Help solving $\frac{\partial^3u}{\partial x^3}=\frac{\partial u}{\partial t}$ using Fourier transforms

Question

I am trying to solve

$$\frac{\partial^3u}{\partial x^3}=\frac{\partial u}{\partial t}$$ $x\in\mathbb{R},\:t >0$. Subject to the conditions $u(x,0)=f(x),\:u,\:\frac{\partial u}{\partial x},\:\frac{\partial^2 u}{\partial x^2}\rightarrow0,\:$as $|x|\rightarrow\infty,\forall t>0.$ Use the method of Fourier transforms to show that the solution is $$u(x,t)=\frac{1}{(3t)^{1/3}}\int_{-\infty}^{\infty}A\left ( \frac{r-x}{(3t)^{1/3}}\right)f(r)\:dr$$ Where the Airy function $A$ is defined by $$A(w)=\frac{1}{2\pi}\int_{-\infty}^{\infty}e^{i(w\xi+\frac{1}{3}\xi^3)}\:d\xi$$

My work so far is $$\frac{\partial^3u}{\partial x^3}=\frac{\partial u}{\partial t}$$ Applying Fourier, $$\frac{\partial \hat{u}}{\partial t}=i\xi^3\hat{u}\Rightarrow \hat{u}(\xi,t)=g(\xi)e^{i\xi^3t}$$ $$g(\xi)=\hat{u}(\xi,0)=\int_{-\infty}^{\infty}u(r,0)e^{i\xi r}\:dr=\int_{\infty}^{\infty}e^{i\xi r}f(r)\:dr=\hat{f}(\xi)$$$$\hat{u}(\xi,t)=e^{i\xi^3 t}\int_{-\infty}^{\infty}e^{i\xi r}f(r)\:dr$$ Now applying the inverse Fourier, $$\frac{1}{2\pi}\int_{-\infty}^{\infty}e^{-i\xi x}\left ( e^{i\xi^3 t}\int_{-\infty}^{\infty}e^{i\xi r}f(r)\:dr\right )d\xi $$ Now I have no idea how to relate that to the answer given in the question.

Answer 1

Following through on the comment I gave above, note that we can rewrite the integral by reversing the order of summation (Fubini's theorem) and thereby write the inverse transform as $$u(x,t)=\int_{-\infty}^{\infty}\left(\frac{1}{2\pi}\int_{-\infty}^{\infty}e^{i(r-x)\xi +i t\xi^3}\:d\xi\right)f(r)\:dr.$$ It remains to show that the integral inside is of the desired form.

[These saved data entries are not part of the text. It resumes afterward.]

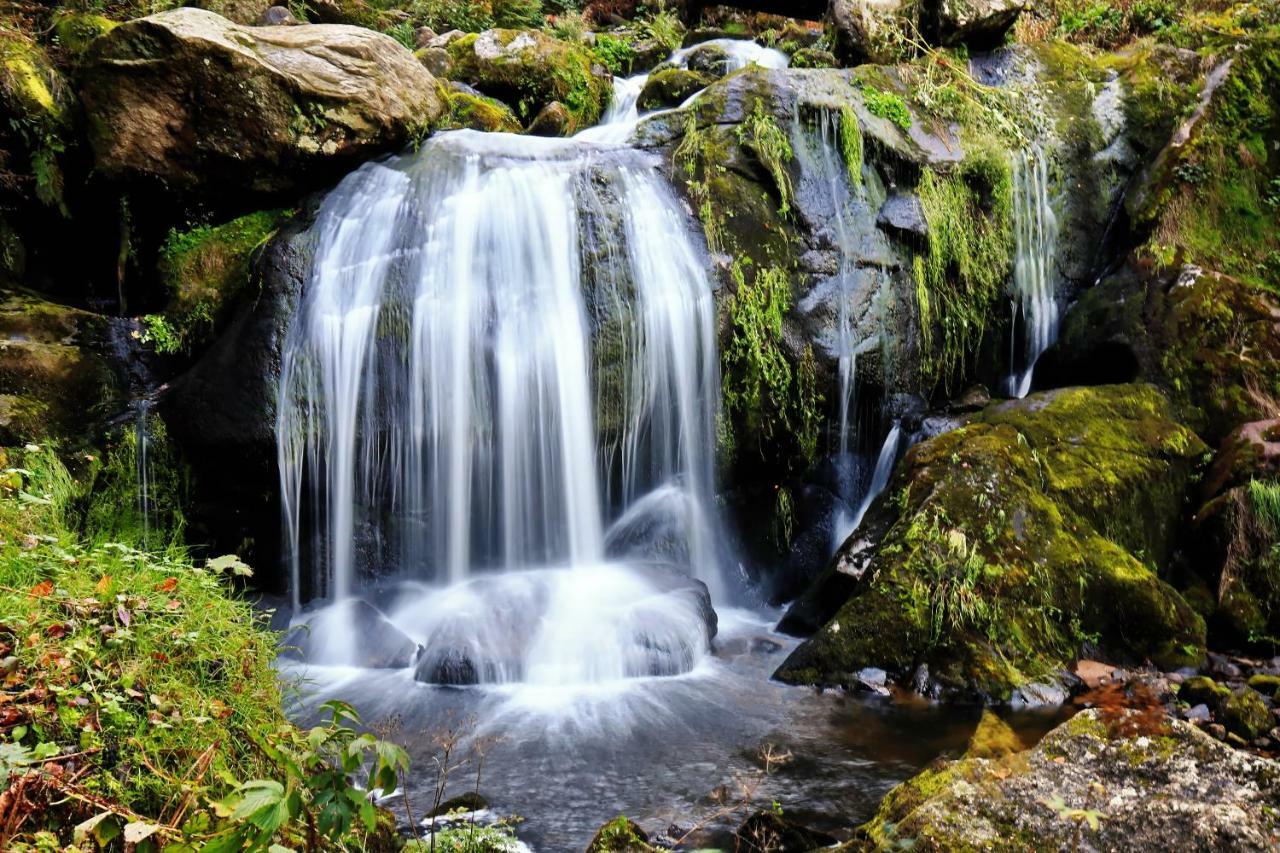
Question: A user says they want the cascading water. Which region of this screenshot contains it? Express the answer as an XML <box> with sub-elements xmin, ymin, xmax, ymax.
<box><xmin>577</xmin><ymin>38</ymin><xmax>791</xmax><ymax>143</ymax></box>
<box><xmin>278</xmin><ymin>131</ymin><xmax>723</xmax><ymax>683</ymax></box>
<box><xmin>1009</xmin><ymin>149</ymin><xmax>1060</xmax><ymax>397</ymax></box>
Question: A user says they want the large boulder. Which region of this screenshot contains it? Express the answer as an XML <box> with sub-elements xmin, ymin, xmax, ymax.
<box><xmin>777</xmin><ymin>386</ymin><xmax>1204</xmax><ymax>702</ymax></box>
<box><xmin>445</xmin><ymin>29</ymin><xmax>613</xmax><ymax>133</ymax></box>
<box><xmin>0</xmin><ymin>291</ymin><xmax>125</xmax><ymax>450</ymax></box>
<box><xmin>859</xmin><ymin>711</ymin><xmax>1280</xmax><ymax>850</ymax></box>
<box><xmin>81</xmin><ymin>9</ymin><xmax>445</xmax><ymax>196</ymax></box>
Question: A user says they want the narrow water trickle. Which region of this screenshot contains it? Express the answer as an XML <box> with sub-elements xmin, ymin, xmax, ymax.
<box><xmin>1007</xmin><ymin>149</ymin><xmax>1060</xmax><ymax>397</ymax></box>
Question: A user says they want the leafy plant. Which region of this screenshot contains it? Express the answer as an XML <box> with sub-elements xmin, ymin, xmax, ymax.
<box><xmin>863</xmin><ymin>87</ymin><xmax>911</xmax><ymax>131</ymax></box>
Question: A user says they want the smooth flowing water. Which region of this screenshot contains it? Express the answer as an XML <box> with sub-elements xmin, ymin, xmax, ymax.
<box><xmin>1009</xmin><ymin>149</ymin><xmax>1060</xmax><ymax>397</ymax></box>
<box><xmin>267</xmin><ymin>38</ymin><xmax>1029</xmax><ymax>850</ymax></box>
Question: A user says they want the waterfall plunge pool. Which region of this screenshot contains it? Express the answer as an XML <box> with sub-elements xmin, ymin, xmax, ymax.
<box><xmin>280</xmin><ymin>587</ymin><xmax>1062</xmax><ymax>853</ymax></box>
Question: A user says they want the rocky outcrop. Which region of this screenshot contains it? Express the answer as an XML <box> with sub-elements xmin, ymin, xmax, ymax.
<box><xmin>860</xmin><ymin>711</ymin><xmax>1280</xmax><ymax>850</ymax></box>
<box><xmin>828</xmin><ymin>0</ymin><xmax>1028</xmax><ymax>64</ymax></box>
<box><xmin>445</xmin><ymin>29</ymin><xmax>613</xmax><ymax>133</ymax></box>
<box><xmin>776</xmin><ymin>386</ymin><xmax>1204</xmax><ymax>702</ymax></box>
<box><xmin>81</xmin><ymin>9</ymin><xmax>445</xmax><ymax>196</ymax></box>
<box><xmin>0</xmin><ymin>291</ymin><xmax>124</xmax><ymax>450</ymax></box>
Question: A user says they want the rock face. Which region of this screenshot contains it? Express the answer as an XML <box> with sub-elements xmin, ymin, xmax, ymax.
<box><xmin>0</xmin><ymin>292</ymin><xmax>124</xmax><ymax>450</ymax></box>
<box><xmin>81</xmin><ymin>9</ymin><xmax>444</xmax><ymax>195</ymax></box>
<box><xmin>860</xmin><ymin>711</ymin><xmax>1280</xmax><ymax>850</ymax></box>
<box><xmin>445</xmin><ymin>29</ymin><xmax>613</xmax><ymax>133</ymax></box>
<box><xmin>828</xmin><ymin>0</ymin><xmax>1027</xmax><ymax>64</ymax></box>
<box><xmin>776</xmin><ymin>386</ymin><xmax>1204</xmax><ymax>702</ymax></box>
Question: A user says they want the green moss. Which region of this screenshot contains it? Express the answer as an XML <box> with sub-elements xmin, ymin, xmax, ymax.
<box><xmin>913</xmin><ymin>149</ymin><xmax>1014</xmax><ymax>388</ymax></box>
<box><xmin>737</xmin><ymin>101</ymin><xmax>795</xmax><ymax>216</ymax></box>
<box><xmin>442</xmin><ymin>92</ymin><xmax>525</xmax><ymax>133</ymax></box>
<box><xmin>148</xmin><ymin>210</ymin><xmax>289</xmax><ymax>352</ymax></box>
<box><xmin>840</xmin><ymin>106</ymin><xmax>865</xmax><ymax>187</ymax></box>
<box><xmin>777</xmin><ymin>386</ymin><xmax>1204</xmax><ymax>701</ymax></box>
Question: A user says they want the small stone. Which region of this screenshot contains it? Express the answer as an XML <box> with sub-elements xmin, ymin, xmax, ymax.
<box><xmin>1183</xmin><ymin>703</ymin><xmax>1213</xmax><ymax>722</ymax></box>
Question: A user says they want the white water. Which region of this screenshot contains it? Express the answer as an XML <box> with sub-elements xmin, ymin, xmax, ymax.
<box><xmin>835</xmin><ymin>421</ymin><xmax>902</xmax><ymax>548</ymax></box>
<box><xmin>577</xmin><ymin>38</ymin><xmax>791</xmax><ymax>145</ymax></box>
<box><xmin>276</xmin><ymin>132</ymin><xmax>724</xmax><ymax>684</ymax></box>
<box><xmin>1009</xmin><ymin>149</ymin><xmax>1060</xmax><ymax>397</ymax></box>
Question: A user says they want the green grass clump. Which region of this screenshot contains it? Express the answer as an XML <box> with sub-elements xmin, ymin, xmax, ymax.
<box><xmin>737</xmin><ymin>101</ymin><xmax>795</xmax><ymax>216</ymax></box>
<box><xmin>863</xmin><ymin>87</ymin><xmax>911</xmax><ymax>131</ymax></box>
<box><xmin>156</xmin><ymin>210</ymin><xmax>288</xmax><ymax>352</ymax></box>
<box><xmin>913</xmin><ymin>149</ymin><xmax>1014</xmax><ymax>387</ymax></box>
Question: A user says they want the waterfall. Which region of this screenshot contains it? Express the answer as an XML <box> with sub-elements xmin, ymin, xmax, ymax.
<box><xmin>276</xmin><ymin>131</ymin><xmax>722</xmax><ymax>603</ymax></box>
<box><xmin>1009</xmin><ymin>149</ymin><xmax>1059</xmax><ymax>397</ymax></box>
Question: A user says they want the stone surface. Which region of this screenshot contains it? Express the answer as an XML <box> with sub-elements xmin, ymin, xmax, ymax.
<box><xmin>860</xmin><ymin>711</ymin><xmax>1280</xmax><ymax>850</ymax></box>
<box><xmin>776</xmin><ymin>386</ymin><xmax>1204</xmax><ymax>703</ymax></box>
<box><xmin>81</xmin><ymin>9</ymin><xmax>444</xmax><ymax>195</ymax></box>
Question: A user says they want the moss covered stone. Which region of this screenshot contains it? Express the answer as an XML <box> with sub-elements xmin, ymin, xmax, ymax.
<box><xmin>445</xmin><ymin>92</ymin><xmax>525</xmax><ymax>133</ymax></box>
<box><xmin>777</xmin><ymin>386</ymin><xmax>1204</xmax><ymax>702</ymax></box>
<box><xmin>447</xmin><ymin>29</ymin><xmax>613</xmax><ymax>132</ymax></box>
<box><xmin>160</xmin><ymin>210</ymin><xmax>288</xmax><ymax>351</ymax></box>
<box><xmin>0</xmin><ymin>291</ymin><xmax>124</xmax><ymax>448</ymax></box>
<box><xmin>639</xmin><ymin>68</ymin><xmax>716</xmax><ymax>110</ymax></box>
<box><xmin>851</xmin><ymin>711</ymin><xmax>1280</xmax><ymax>850</ymax></box>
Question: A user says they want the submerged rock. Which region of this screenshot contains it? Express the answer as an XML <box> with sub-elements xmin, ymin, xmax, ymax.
<box><xmin>859</xmin><ymin>711</ymin><xmax>1280</xmax><ymax>850</ymax></box>
<box><xmin>81</xmin><ymin>9</ymin><xmax>444</xmax><ymax>196</ymax></box>
<box><xmin>776</xmin><ymin>386</ymin><xmax>1204</xmax><ymax>702</ymax></box>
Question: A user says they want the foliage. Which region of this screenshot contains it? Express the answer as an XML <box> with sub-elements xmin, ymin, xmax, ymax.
<box><xmin>595</xmin><ymin>32</ymin><xmax>636</xmax><ymax>74</ymax></box>
<box><xmin>0</xmin><ymin>446</ymin><xmax>404</xmax><ymax>850</ymax></box>
<box><xmin>863</xmin><ymin>86</ymin><xmax>911</xmax><ymax>131</ymax></box>
<box><xmin>411</xmin><ymin>0</ymin><xmax>494</xmax><ymax>32</ymax></box>
<box><xmin>913</xmin><ymin>149</ymin><xmax>1014</xmax><ymax>387</ymax></box>
<box><xmin>737</xmin><ymin>101</ymin><xmax>795</xmax><ymax>216</ymax></box>
<box><xmin>840</xmin><ymin>106</ymin><xmax>865</xmax><ymax>187</ymax></box>
<box><xmin>492</xmin><ymin>0</ymin><xmax>547</xmax><ymax>29</ymax></box>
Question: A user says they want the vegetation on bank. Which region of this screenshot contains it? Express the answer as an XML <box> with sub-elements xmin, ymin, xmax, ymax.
<box><xmin>0</xmin><ymin>446</ymin><xmax>407</xmax><ymax>852</ymax></box>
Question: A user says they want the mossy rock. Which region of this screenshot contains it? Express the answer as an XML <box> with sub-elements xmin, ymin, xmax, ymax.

To that end, suppose we relabel $\xi\to \xi'$ and then define $\xi=\xi'/\lambda$. (This isn't problematic, since $\xi$ is just a dummy variable; effectively, we're rescaling $\xi\mapsto \xi \lambda$). Then

$$\frac{1}{2\pi}\int_{-\infty}^{\infty}e^{i(r-x)\xi' +i\xi'^3 t}\:d\xi'=\frac{\lambda }{2\pi}\int_{-\infty}^{\infty}e^{i(r-x)\xi\lambda +i(\lambda ^3 t)\xi^3}\:d\xi.$$ Comparing this with the definition $$A(w)=\frac{1}{2\pi}\int_{-\infty}^{\infty}e^{iw\,\xi+\frac{1}{3}i\xi^3}\:d\xi$$

motivates the choice $\lambda=1/(3t)^{1/3}$. Thus we may write the integral as

$$\frac{(3t)^{-1/3}}{2\pi}\int_{-\infty}^{\infty}e^{i(r-x)/(3t)^{1/3}\xi +\frac{1}{3}i\xi^3}\:d\xi=\frac{1}{(3t)^{1/3}}A\left(\frac{r-x}{(3t)^{1/3}}\right),$$ which verifies the desired identity.